Within developed countries, some people are more vulnerable to the impact of climate change. The poor, the elderly, the disabled, children, prisoners, and substance abusers in the U.S. are found to have experienced heightened levels of mental, emotional, and bodily stress due to natural disaster exposure; the mental and physical health of marginalized populations during and after a natural disaster were elevated and/or exacerbated by circumstances pertaining to the weather event and the lack of disaster-response actions [39].
Hurricanes and other tropical cyclones have far-reaching, devasting effects on human health and mortality, such as deaths, injuries, onset of new illnesses, and lasting mental health issues. A recent study found that hurricanes and tropical cyclones are associated with, on average, increases in the overall number of hospitalizations following tropical cyclone wind exposure, especially related to the largest increases in respiratory diseases and injuries based on the data over 16 years [40]. Columbia University’s Mailman School of Public Health [40] research reports that hurricanes and tropical cyclones were associated with up to 33.4 percent higher death rates from several major causes in subsequent months in the U.S. during recent decades. Hurricanes directly cause injuries and exacerbate multiple diseases, with most adverse health impacts peaking within six months following hurricanes, while chronic diseases, including cardiovascular disease and mental disorders, may not surface until many months after the hurricanes and can continue to occur years following the initial impact [41].
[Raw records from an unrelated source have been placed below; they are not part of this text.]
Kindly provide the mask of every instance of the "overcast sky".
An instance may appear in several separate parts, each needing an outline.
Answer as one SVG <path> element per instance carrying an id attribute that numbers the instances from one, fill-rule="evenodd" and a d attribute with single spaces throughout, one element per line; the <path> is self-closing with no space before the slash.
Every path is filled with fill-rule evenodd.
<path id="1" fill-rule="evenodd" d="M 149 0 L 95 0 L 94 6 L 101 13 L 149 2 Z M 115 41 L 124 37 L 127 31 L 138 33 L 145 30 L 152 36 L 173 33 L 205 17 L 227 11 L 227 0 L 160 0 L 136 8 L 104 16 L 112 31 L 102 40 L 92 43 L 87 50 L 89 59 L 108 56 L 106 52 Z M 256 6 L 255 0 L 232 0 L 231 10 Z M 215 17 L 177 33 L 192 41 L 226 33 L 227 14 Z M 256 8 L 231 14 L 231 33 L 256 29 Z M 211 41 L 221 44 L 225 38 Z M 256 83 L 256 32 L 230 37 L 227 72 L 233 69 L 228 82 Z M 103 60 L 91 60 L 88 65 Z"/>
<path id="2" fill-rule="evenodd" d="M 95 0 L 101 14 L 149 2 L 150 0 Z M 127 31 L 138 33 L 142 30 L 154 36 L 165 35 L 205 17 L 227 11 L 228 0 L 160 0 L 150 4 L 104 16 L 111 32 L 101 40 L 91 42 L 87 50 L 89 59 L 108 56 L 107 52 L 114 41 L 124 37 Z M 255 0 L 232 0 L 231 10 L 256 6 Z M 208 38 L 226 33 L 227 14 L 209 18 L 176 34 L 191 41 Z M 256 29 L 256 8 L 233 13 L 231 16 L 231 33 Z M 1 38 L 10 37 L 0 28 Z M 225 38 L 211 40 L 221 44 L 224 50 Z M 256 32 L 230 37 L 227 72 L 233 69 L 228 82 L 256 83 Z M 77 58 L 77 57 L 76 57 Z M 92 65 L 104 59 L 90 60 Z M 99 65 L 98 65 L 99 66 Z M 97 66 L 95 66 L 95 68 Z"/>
Wildfires intensified by climate change are estimated to contribute an average of 71.3% of total PM2.5 and impose millions of people to wildfire smoke exposure [42]. Climate change increases the frequency and intensity of heatwaves and wildfires and causes a synergistic effect of air pollution and high temperatures, air pollution change, and allergen patterns [43].
The deterioration of environmental conditions may facilitate the transmission of infectious diseases, cardiovascular and respiratory illnesses, and malnutrition and indirectly cause mental health problems due to stress, loss of homes, economic instability, and forced migration [44]. The prolonged and accumulated impacts will likely lead to geopolitical conflicts and cause long-term chronic physical and mental health problems. A recent study suggests that exposure to extreme or prolonged weather-related events can also be delayed, encompassing disorders such as posttraumatic stress, or even transmitted to later generations [45].
The impact of climate change has a long wavelength disturbance cycle. A study indicates that long-term climate change has been a driver of worldwide and synchronistic war–peace, population, and price cycles in recent centuries [46]. Military conflicts cause acute human health and mortality problems and contribute to the vicious cycle of climate change as they often destroy healthy ecosystems and deplete more natural resources.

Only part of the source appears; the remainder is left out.